If you need to work while in grad school, start by finding out how much flexibility the program affords. Carrying two classes per semester instead of four can make balancing work and study possible. However, part-time programs can take quite a long time to complete.

How to Evaluate Part-Time Graduate Programs

Find out how your target graduate program accommodates part-timers. Appropriate questions include:

  • Are there night/weekend classes?
  • Is the library open at night and on weekends?
  • What about the campus computer center? The lab?
  • What sort of financial aid, if any, is available for part-timers?
  • Are the course offerings the same as in the full-time program?
  • Do the same faculty members teach as in the full-time program?
  • Do part-time students get the same priority as those in the full-time program when registering for courses?
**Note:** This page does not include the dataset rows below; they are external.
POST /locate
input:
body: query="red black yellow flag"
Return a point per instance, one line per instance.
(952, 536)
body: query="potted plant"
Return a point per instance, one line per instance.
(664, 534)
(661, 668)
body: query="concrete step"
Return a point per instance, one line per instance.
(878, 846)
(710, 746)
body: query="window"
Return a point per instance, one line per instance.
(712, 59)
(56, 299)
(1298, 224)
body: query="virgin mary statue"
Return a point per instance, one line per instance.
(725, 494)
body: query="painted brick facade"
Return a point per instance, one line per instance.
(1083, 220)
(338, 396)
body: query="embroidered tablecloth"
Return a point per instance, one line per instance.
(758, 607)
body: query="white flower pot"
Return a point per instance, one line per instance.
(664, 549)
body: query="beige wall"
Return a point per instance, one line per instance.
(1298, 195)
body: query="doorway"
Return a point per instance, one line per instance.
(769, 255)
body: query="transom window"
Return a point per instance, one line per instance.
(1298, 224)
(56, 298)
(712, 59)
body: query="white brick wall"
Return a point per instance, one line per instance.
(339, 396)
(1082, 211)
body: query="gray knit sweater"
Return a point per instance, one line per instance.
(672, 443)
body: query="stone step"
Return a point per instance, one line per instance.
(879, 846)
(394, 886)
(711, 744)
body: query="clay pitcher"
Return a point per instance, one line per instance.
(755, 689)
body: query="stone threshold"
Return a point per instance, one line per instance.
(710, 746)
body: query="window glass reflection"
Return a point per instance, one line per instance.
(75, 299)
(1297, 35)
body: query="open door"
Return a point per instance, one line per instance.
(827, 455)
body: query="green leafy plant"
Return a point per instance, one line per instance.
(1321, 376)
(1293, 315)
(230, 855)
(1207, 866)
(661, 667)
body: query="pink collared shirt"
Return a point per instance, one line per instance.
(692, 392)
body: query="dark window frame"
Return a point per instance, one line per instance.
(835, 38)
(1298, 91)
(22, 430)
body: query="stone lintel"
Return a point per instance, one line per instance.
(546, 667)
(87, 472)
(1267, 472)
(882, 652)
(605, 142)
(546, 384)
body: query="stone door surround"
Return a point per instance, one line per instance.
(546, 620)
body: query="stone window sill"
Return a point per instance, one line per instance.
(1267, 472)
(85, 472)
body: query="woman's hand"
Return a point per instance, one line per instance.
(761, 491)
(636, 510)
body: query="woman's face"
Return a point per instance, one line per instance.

Often full-timers have an earlier registration, meaning some courses could be filled before you get a chance.
  • Are career placement services as strong for part-time students as they are for full-time?

Most important, question part-time students who are currently in the program. Also approach professors. Some can be intolerant of working students' limited study time and work obligations — especially when that means missing class.

Evaluate Your Own Needs and Goals

Does the prestige of a program matter to you? Are you hoping to use your grad degree as a steppingstone for career advancement?

If you are unwilling or unable to finance a full-time degree with savings and loans, the decision to go part-time is easy. However, if you're looking at a graduate program to enhance your career, weigh the financial considerations of waiting twice as long or more to achieve that degree against those of going full-time and finishing earlier. You may find the tradeoffs of studying full-time worth it.